The Red Bulls are averaging a paltry 9,867 per game, for a total of 39,469 fans. They are second to last in attendance in the 13-team league, ahead of only the Kansas City Wizards (8,335), who perennially struggle at the gate.
What makes it more perplexing is that the Red Bulls (4-1-2) have the third best record in MLS.
"We're disappointed at the turnout," de Grandpre said. "Historically, if you look at the data, the first few months are never a great months in terms of attendance so we planned accordingly. We're going to be pushing for the second half of the season to see some significant increases in attendance."
De Grandpre did sound like ihe wasn't losing any sleep over the lack of fans.
"I'm not concerned," he said. "It's four games into the season. There were some timing issues with some games on Sundays."
Two games have been played on Sunday -- the April 15 home opener in the rain and on Mother's Day (that game was dictated by the league to show one MLS game on Telefura that Sunday, de Grandpre said).
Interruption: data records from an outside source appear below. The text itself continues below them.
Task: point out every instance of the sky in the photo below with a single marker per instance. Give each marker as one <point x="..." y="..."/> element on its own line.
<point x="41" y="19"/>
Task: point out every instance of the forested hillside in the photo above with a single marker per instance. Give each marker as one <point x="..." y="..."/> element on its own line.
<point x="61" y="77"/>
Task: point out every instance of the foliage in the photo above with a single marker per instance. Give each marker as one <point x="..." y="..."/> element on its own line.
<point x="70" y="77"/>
Two games have been played in the rain with the threat of precipitation for a third match.
"So, I think we've got to wait until we get to the halfway point and really assess how things are going," de Grandpre. "But if you look at our season ticket sales, we are surpassing numbers that this team had in 2001 and 2000. These are significant numbers. We are really satisfied with that push. It's been our focus in developing our core fan base of season ticket holders."
However, de Grandpre did not give any specific numbers on season-ticket sales.
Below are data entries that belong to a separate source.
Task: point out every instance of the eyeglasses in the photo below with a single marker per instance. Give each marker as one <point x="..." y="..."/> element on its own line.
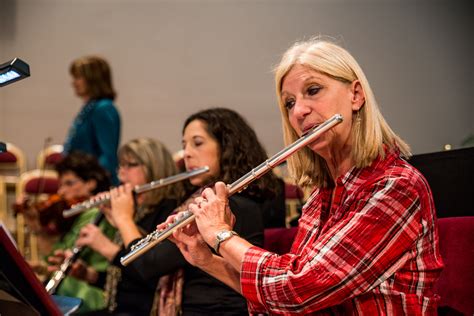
<point x="128" y="165"/>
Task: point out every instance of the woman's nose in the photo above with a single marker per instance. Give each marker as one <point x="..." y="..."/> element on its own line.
<point x="301" y="109"/>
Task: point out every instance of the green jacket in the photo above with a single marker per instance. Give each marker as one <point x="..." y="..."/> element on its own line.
<point x="92" y="297"/>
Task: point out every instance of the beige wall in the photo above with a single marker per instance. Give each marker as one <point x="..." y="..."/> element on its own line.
<point x="171" y="58"/>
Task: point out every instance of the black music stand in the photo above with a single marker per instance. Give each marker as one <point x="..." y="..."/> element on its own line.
<point x="21" y="293"/>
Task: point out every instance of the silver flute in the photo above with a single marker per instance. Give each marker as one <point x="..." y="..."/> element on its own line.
<point x="184" y="218"/>
<point x="97" y="201"/>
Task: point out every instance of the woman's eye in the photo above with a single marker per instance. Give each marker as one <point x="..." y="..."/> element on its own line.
<point x="289" y="104"/>
<point x="313" y="90"/>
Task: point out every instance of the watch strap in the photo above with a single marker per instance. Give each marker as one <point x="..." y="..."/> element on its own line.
<point x="221" y="237"/>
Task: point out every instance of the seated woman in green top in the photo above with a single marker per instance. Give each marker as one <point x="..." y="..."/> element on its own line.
<point x="81" y="176"/>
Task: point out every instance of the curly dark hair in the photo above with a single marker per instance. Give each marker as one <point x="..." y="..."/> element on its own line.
<point x="240" y="149"/>
<point x="86" y="167"/>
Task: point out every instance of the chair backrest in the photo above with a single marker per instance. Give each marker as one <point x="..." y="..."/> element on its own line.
<point x="279" y="240"/>
<point x="456" y="283"/>
<point x="3" y="200"/>
<point x="38" y="182"/>
<point x="12" y="163"/>
<point x="49" y="157"/>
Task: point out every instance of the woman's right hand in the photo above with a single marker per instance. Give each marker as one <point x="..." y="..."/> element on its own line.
<point x="190" y="243"/>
During his tenure as MetroStars president and general manager, Nick Sakiewicz said the club usually had 3,200-3,300 season ticket-holders a season.
"It was also hard to increase season tickets in an 80,000-seat stadium," said Sakiewicz, who is president of Anschutz Entertainment Group New York/New Jersey.
From 2000-2005, the Metros focused on group sales, which included YMCA and youth soccer clubs and teams. The Metros attracted about 85,000-95,000 a season using that strategy, Sakiewicz said.
Despite the slow start, the Red Bulls aren't planning any big promotions in the near future.
"I've stuck to my guns since day one and we've stayed focused on this," de Grandpre said. "Would you rather see a 40-foot billboard of the Red Bulls in Times Square for a week or would you rather have JPA (Juan Pablo Angel) on the field for a couple of years? We would rather have JP on the field. We think that's a no-brainer and that's what we're going to keep focusing on."
In other words, de Grandpre said the team will stick to the marketing budget and continue to focus on its objective of putting the team first before promotions.
"We're running a business here and we forecast a budget with our parent company," he said. "We want to make sure we stick to our focus, to our objective, and that's to invest in the team. We made a strategic decision to spend the money on the team and not on marketing. And we're very happy with that decision to date with the results on the field."
De Grandpre said he and his staff were "a little surprised" by the low crowd numbers. However, if numbers do not rise during the summer while the team continues to record wins, the front office's focus most likely will change.
"We're not going to steer off course just yet," he said. "But if we win consistently this year and we make a run for it in the playoffs, and we still can't get fans there, we're going to have to readjust our strategy in '08 and beyond. Obviously, winning is our key focus right now and we'll stick to it for this season."